From Mike Nott: For crawling in PHP I have always used the fantastic cURL.
My curl single-threaded function: function singlethread_crawl($url) { $agent = "Mozilla/4.0 (compatible; MSIE 6.0; Windows NT 5.1)"; $ch = curl_init(); curl_setopt($ch, CURLOPT_NOSIGNAL, 1); curl_setopt($ch, CURLOPT_NOPROGRESS, 1); curl_setopt($ch, CURLOPT_FAILONERROR, 1); [...]
For crawling in PHP I have always used the fantastic cURL.
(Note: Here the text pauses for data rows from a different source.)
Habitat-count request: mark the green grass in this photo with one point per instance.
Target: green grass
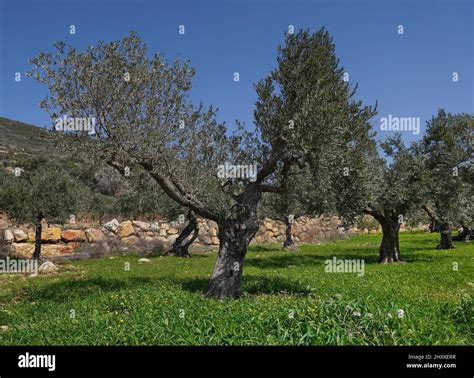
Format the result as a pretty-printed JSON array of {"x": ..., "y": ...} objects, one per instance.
[{"x": 289, "y": 299}]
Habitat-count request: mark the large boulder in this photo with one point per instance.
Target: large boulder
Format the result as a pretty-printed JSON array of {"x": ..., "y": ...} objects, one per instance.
[
  {"x": 125, "y": 229},
  {"x": 94, "y": 235},
  {"x": 20, "y": 236},
  {"x": 22, "y": 250},
  {"x": 25, "y": 250},
  {"x": 129, "y": 240},
  {"x": 8, "y": 236},
  {"x": 31, "y": 236},
  {"x": 141, "y": 225},
  {"x": 51, "y": 235},
  {"x": 47, "y": 267},
  {"x": 112, "y": 226},
  {"x": 73, "y": 236},
  {"x": 53, "y": 250}
]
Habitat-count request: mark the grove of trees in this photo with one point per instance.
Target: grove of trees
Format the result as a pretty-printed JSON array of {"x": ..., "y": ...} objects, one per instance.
[{"x": 312, "y": 143}]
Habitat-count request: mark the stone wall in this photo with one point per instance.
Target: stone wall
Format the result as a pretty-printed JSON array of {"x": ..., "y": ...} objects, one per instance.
[{"x": 93, "y": 240}]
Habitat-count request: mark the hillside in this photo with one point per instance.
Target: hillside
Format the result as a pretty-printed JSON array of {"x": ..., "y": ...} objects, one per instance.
[{"x": 20, "y": 142}]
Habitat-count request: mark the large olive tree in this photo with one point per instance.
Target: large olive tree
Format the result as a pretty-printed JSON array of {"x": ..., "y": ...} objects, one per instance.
[
  {"x": 448, "y": 151},
  {"x": 145, "y": 120}
]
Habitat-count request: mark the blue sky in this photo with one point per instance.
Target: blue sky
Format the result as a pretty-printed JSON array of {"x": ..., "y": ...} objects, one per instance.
[{"x": 409, "y": 75}]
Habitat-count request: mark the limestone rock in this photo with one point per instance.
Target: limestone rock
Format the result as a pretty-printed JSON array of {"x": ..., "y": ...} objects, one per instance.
[
  {"x": 73, "y": 236},
  {"x": 112, "y": 226},
  {"x": 94, "y": 235},
  {"x": 129, "y": 239},
  {"x": 20, "y": 236},
  {"x": 47, "y": 267},
  {"x": 31, "y": 236},
  {"x": 8, "y": 236},
  {"x": 22, "y": 250},
  {"x": 141, "y": 225},
  {"x": 125, "y": 229}
]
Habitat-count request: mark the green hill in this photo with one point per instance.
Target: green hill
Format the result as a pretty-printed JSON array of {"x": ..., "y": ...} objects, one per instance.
[{"x": 19, "y": 142}]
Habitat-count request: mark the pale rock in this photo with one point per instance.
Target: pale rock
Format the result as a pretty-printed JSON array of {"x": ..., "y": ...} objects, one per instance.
[
  {"x": 93, "y": 235},
  {"x": 20, "y": 236},
  {"x": 51, "y": 235},
  {"x": 125, "y": 229},
  {"x": 129, "y": 240},
  {"x": 141, "y": 225},
  {"x": 47, "y": 267},
  {"x": 8, "y": 236},
  {"x": 112, "y": 226},
  {"x": 73, "y": 236}
]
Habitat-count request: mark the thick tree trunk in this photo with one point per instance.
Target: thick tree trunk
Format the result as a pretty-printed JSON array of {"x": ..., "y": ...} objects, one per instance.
[
  {"x": 434, "y": 226},
  {"x": 466, "y": 234},
  {"x": 446, "y": 241},
  {"x": 235, "y": 234},
  {"x": 390, "y": 246},
  {"x": 234, "y": 239},
  {"x": 180, "y": 247},
  {"x": 289, "y": 239},
  {"x": 38, "y": 229}
]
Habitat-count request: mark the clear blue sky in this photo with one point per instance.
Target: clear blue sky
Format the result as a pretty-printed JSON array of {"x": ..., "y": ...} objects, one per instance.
[{"x": 409, "y": 74}]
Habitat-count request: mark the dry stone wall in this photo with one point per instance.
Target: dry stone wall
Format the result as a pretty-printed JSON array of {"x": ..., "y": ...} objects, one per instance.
[{"x": 92, "y": 240}]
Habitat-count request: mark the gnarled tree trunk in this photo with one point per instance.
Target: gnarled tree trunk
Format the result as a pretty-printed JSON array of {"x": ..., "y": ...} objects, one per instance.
[
  {"x": 390, "y": 246},
  {"x": 38, "y": 230},
  {"x": 234, "y": 235},
  {"x": 466, "y": 234},
  {"x": 446, "y": 241},
  {"x": 288, "y": 237},
  {"x": 180, "y": 247}
]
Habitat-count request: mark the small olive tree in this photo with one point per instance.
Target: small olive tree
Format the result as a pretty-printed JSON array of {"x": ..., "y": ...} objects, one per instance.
[{"x": 44, "y": 192}]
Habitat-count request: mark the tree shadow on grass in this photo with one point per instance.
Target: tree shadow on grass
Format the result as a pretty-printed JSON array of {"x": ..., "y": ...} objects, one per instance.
[
  {"x": 71, "y": 289},
  {"x": 253, "y": 285},
  {"x": 298, "y": 259}
]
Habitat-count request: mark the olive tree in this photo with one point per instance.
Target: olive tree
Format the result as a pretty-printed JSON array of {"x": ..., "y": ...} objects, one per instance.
[
  {"x": 448, "y": 152},
  {"x": 145, "y": 120},
  {"x": 43, "y": 192},
  {"x": 385, "y": 187}
]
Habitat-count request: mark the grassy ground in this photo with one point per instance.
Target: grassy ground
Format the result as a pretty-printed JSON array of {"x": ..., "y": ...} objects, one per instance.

My curl single-threaded function:
function singlethread_crawl($url)
{
$agent = "Mozilla/4.0 (compatible; MSIE 6.0; Windows NT 5.1)";
$ch = curl_init();
curl_setopt($ch, CURLOPT_NOSIGNAL, 1);
curl_setopt($ch, CURLOPT_NOPROGRESS, 1);
curl_setopt($ch, CURLOPT_FAILONERROR, 1);
curl_setopt($ch, CURLOPT_URL, $url);
curl_setopt($ch, CURLOPT_USERAGENT, $agent);
curl_setopt($ch, CURLOPT_SSL_VERIFYPEER, 0);
curl_setopt($ch, CURLOPT_FOLLOWLOCATION, 1);
curl_setopt($ch, CURLOPT_MAXREDIRS, 1);
curl_setopt($ch, CURLOPT_TIMEOUT, 5);
curl_setopt($ch, CURLOPT_RETURNTRANSFER, 1);
$html = curl_exec($ch);
curl_close ($ch);
return $html;
}
My curl multi-threaded function:
function multithread_crawl($urls, $timeout, $verbose)
{
$agent = "Mozilla/4.0 (compatible; MSIE 6.0; Windows NT 5.1)";
$mh = curl_multi_init();
foreach ($urls as $i => $url)
{
$conn[$i] = curl_init($url);
curl_setopt($conn[$i], CURLOPT_RETURNTRANSFER, 1);
curl_setopt($conn[$i], CURLOPT_NOSIGNAL, 1);
curl_setopt($conn[$i], CURLOPT_NOPROGRESS, 1);
curl_setopt($conn[$i], CURLOPT_FAILONERROR, 1);
curl_setopt($conn[$i], CURLOPT_URL, $url);
curl_setopt($conn[$i], CURLOPT_USERAGENT, $agent);
curl_setopt($conn[$i], CURLOPT_SSL_VERIFYPEER, 0);
curl_setopt($conn[$i], CURLOPT_FOLLOWLOCATION, 1);
curl_setopt($conn[$i], CURLOPT_MAXREDIRS, 1);
curl_setopt($conn[$i], CURLOPT_TIMEOUT, $timeout);
curl_multi_add_handle ($mh, $conn[$i]);
}
do
{
$mrc = curl_multi_exec($mh, $active);
}
while ($mrc == CURLM_CALL_MULTI_PERFORM);
while ($active and $mrc == CURLM_OK)
{
if (curl_multi_select($mh) != -1)
{
do
{
$mrc = curl_multi_exec($mh, $active);
}
while ($mrc == CURLM_CALL_MULTI_PERFORM);
}
}
if ($mrc != CURLM_OK)
{
print "Curl multi read error $mrc\n";
}
$res = array();
$e = 0;
foreach ($urls as $i => $url)
{
if (($err = curl_error($conn[$i])) == '')
{
$res[$i]=curl_multi_getcontent($conn[$i]);
}
else
{
if ($verbose == "yes"){
echo "error: ".$url." (".$err.")\n";
}else{
$e++;
}
}
curl_multi_remove_handle($mh,$conn[$i]);
curl_close($conn[$i]);
}
curl_multi_close($mh);
$s = count($urls)-$e;
if ($verbose == "no"){
echo "errors ".$e." | success ".$s."\n";
}
return $res;
}
However there are some annoyances in curl - the main one for me being that you can't pass variables to the write_function,
curl_setopt($conn[$i], CURLOPT_WRITEFUNCTION, myfunction);
which makes it useless for updating rows etc in a db (you can use curl_getinfo to get the url so do a lookup - but that is pretty backwards). This means that the crawling is not even close to being truely multithreaded as you have to wait for all urls to finish before working with the data.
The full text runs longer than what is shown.